Diggs and Parsinen worked together, as they have for years, to create what they call a “pedestrian” style that requires no training from the actors, but calls forth natural expressions.
Taye Diggs and Jenny Parsinen rehearse the cast of ‘Thoughts of a COLORED MAN.’Russ Rowland
“I think of it as ‘movement,'” said Diggs. “If I asked any of these brothers if they had dance training, they’d say no and in a normal audition, they’d be eliminated. We try to use natural movement. We try to see body types and how people move naturally.”
That approach worked well for the playwright, who wanted to the audience to empathize with the characters onstage, especially in terms of the ironies or surprises of real life.
“We wanted to show the stereotype of emotions, and then we turn it on you,” said Scott. “Love isn’t always perfect.
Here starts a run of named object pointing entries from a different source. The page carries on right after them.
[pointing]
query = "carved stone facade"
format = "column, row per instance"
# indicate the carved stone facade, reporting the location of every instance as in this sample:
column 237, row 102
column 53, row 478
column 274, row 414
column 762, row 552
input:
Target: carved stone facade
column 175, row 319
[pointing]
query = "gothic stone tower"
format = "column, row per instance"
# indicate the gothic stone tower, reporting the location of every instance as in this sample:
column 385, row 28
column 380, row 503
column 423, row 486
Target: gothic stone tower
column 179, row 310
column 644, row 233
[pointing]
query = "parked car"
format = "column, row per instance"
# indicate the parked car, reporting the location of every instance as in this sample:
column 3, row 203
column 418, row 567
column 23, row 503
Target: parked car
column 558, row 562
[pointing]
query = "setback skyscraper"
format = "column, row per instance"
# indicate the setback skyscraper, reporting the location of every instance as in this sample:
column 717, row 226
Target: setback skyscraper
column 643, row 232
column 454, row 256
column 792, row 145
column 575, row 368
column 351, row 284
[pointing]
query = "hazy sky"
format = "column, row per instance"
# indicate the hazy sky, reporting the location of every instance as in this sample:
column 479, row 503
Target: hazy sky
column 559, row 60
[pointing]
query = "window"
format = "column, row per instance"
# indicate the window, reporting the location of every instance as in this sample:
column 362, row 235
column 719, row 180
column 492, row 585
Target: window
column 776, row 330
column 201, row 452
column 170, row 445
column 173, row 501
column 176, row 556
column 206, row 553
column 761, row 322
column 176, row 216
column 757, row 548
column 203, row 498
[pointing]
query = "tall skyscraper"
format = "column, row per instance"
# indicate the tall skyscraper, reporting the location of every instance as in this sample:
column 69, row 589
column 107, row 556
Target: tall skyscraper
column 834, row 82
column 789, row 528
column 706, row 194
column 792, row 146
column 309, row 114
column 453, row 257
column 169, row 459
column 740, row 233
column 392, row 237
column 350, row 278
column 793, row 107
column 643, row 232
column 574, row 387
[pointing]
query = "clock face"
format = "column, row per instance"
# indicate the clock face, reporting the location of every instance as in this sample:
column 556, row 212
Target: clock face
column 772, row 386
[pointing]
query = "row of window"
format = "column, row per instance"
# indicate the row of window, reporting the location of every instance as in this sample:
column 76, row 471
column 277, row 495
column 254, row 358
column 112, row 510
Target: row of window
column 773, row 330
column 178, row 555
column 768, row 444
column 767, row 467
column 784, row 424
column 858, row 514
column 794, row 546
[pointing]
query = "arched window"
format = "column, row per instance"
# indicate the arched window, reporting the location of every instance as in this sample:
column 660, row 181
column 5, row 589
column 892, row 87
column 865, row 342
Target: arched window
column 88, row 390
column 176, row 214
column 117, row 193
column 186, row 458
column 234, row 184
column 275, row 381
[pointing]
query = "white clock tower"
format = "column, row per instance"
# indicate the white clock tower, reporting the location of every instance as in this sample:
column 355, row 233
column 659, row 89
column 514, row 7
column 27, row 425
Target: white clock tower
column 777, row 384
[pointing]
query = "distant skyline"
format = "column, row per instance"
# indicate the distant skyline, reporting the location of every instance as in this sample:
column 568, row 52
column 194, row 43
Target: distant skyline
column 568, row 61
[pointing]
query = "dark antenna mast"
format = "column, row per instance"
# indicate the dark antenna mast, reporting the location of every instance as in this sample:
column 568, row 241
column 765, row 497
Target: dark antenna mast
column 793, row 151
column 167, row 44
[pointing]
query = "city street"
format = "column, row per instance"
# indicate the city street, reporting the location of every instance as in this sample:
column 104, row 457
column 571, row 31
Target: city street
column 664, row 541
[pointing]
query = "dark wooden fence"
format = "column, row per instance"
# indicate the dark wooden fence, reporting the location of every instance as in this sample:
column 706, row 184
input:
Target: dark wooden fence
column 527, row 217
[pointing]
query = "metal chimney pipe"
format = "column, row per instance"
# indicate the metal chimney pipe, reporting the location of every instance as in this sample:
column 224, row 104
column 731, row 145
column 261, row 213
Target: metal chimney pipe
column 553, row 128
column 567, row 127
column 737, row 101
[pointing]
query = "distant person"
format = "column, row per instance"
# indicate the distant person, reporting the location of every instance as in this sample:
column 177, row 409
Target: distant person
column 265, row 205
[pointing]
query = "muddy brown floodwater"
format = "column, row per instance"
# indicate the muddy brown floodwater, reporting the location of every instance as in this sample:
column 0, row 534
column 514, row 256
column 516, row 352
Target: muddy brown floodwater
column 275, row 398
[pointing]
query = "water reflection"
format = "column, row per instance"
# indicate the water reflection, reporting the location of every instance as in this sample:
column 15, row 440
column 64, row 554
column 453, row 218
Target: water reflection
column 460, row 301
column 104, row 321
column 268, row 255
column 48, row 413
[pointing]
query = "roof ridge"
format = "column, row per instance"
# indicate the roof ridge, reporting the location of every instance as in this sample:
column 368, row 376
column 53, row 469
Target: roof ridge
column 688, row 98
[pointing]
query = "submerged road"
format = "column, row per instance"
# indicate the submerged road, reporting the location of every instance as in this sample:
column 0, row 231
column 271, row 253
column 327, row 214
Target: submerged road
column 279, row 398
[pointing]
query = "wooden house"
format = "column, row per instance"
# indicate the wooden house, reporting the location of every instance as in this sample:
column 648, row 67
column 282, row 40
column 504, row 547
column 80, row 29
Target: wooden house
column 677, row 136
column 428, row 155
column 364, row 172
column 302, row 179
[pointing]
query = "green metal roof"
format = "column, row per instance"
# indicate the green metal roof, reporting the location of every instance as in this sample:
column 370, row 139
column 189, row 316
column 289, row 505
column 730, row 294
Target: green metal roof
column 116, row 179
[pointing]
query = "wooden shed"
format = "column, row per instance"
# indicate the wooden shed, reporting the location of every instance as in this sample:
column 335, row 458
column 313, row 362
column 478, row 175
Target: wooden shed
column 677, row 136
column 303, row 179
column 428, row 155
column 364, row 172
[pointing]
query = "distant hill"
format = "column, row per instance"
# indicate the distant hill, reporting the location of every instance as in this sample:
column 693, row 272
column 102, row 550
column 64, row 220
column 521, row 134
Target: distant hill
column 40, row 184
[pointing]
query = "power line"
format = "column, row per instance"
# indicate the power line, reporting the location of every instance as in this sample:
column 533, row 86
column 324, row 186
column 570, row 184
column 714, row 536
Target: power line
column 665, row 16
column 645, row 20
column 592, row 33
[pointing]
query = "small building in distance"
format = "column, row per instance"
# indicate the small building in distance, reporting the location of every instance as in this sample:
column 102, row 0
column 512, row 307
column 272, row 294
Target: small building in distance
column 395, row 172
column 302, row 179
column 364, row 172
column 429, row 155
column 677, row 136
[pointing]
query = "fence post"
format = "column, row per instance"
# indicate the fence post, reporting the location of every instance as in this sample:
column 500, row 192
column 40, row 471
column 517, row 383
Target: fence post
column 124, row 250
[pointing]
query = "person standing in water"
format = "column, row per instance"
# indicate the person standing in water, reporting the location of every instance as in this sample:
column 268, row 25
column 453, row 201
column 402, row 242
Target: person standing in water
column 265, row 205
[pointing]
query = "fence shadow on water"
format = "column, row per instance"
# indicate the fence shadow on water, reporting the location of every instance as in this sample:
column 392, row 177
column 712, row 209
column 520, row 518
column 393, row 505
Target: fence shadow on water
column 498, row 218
Happiness isn’t always happy. You will sympathize with lust.”
Scott, who himself is in the play, said his perspective on what dance is has changed through his work with Diggs and Parsinen.
“This was a first for me, and a lot of guys in the cast can relate,” said Scott. “I’m a trained actor. Any movement in a work I’ve done has been dance with the counts, shuffle-ball-change. And this type of movement…is more about self-awareness.”
The eight emotions in the show — depression, love, lust, anger, passion, despair, happiness, and wisdom — are paired with steps that might be as simple as walking with a military emphasis or a full-bodied dance, as in a tribal celebration.
For Diggs, the free-form style is rooted in a natural love of dance, rather than in training — an approach he connected to when studying from
the influential dance maker Garth Fagan.
“When I was younger, if you don’t have good feet or good turnout, then you couldn’t be a great dancers,” said Diggs. “Once I changed that for myself, I realized I was a great mover.”
Jenny Parsinen and Taye Diggs.Vii Tanner/Broadway Dreams Foundation
While Diggs may be best known for his acting — from “The Good Wife” to “Private Practice,” — and his style (check out his camouflage onesie!), he co-led the dance company dre.dance from 2005 to 2012 with friend Andrew Palermo.
That experience led him to a rich creative collaboration with Jenny Parsinen, who says her artistic friend has way more to give on the dance stage.
“I don’t think people have yet seen what he has to offer the world creatively,” she said. “Movement spills of him like walking or breathing for other people.”